Thursday, November 08, 2012

WHY THE JESUS-MODEL OF LEADERSHIP IS REJECTED

In Denny Gunderson's book, Through the Dust, of twenty years ago, three points appear to be important to effective leadership in God's kingdom:
  1. The natural mind of western man is obsessed with formula and technique.  Jesus simply won't fit into our comfortable equations for success.  About the time we think we have God nailed down, He shifts and this bugs those of us who work from both categories and comfort.
  2. Jesus' servant-style leadership goes against the grain of human ego.  I believe I will always be grateful for what Memorial's elders have done to mentor the staff and then the church to stay out of the way.  Church isn't about us.  It is all about Him.  Kingdom isn't about how we are producing.  It is about His timing, His impact, and His glory....never ours.
  3. Our utter concentration upon "success" fuels us with a tainted incentive to look good.  I am all about looking good....except I can't keep it up.  Gunderson nailed me when he wrote, The problem is that servant leadership cannot fit into the straitjacket of immediate results, as its environment is the rarefied realm of the long range.  Eighteen straight years of my basic failed attempts to make things click at Memorial were indeed necessary and valuable.  I learned by enduring, but not leaving, that I could not make a church tick....fact and final.  Simultaneously, I learned He knew how if I would get out of the way.
So permit me to quote from Mr. Gunderson one more time to drive home this very needed theme. 

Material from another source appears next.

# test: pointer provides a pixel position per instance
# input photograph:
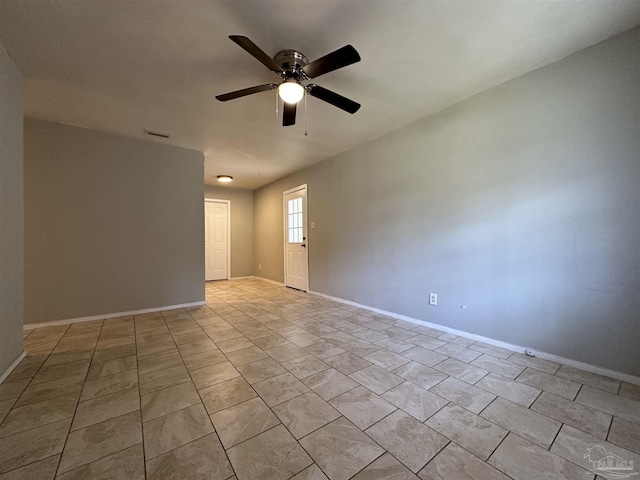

One's destiny also becomes one's test, however.  The person driven to act out and prove that he is God's specially called man (or woman) can easily forfeit his anointing to lead.  The initial calling may well be from God, but when stained by human ego, destiny degenerates into the fetid stench of empire-building, and empire builders have the unfortunate tendency of ending up as false prophets! 

The leader who wishes to emulate Jesus resists the great temptation to build ministry around himself.  He chooses to abandon himself to the will and the pleasure of God on a moment by moment basis.

One of my downfalls also turned out to be one of my best classrooms.  I wanted to please AND TO IMPRESS the loud voices of the brotherhood.  Yet, as I noted patience rather than fleeting numbers and the kindness of Jesus over my own bold clarionship, it became clear to me that my understanding of church motivation and leadership was both Christless and ego-centric.  I hungered for immediate approval of my peers over long range waiting for God to move.

Only by His grace did enough good friends surround me, that I could hang on to get to see merely a glimpse of the Jesus-style which is ever freeing and always right.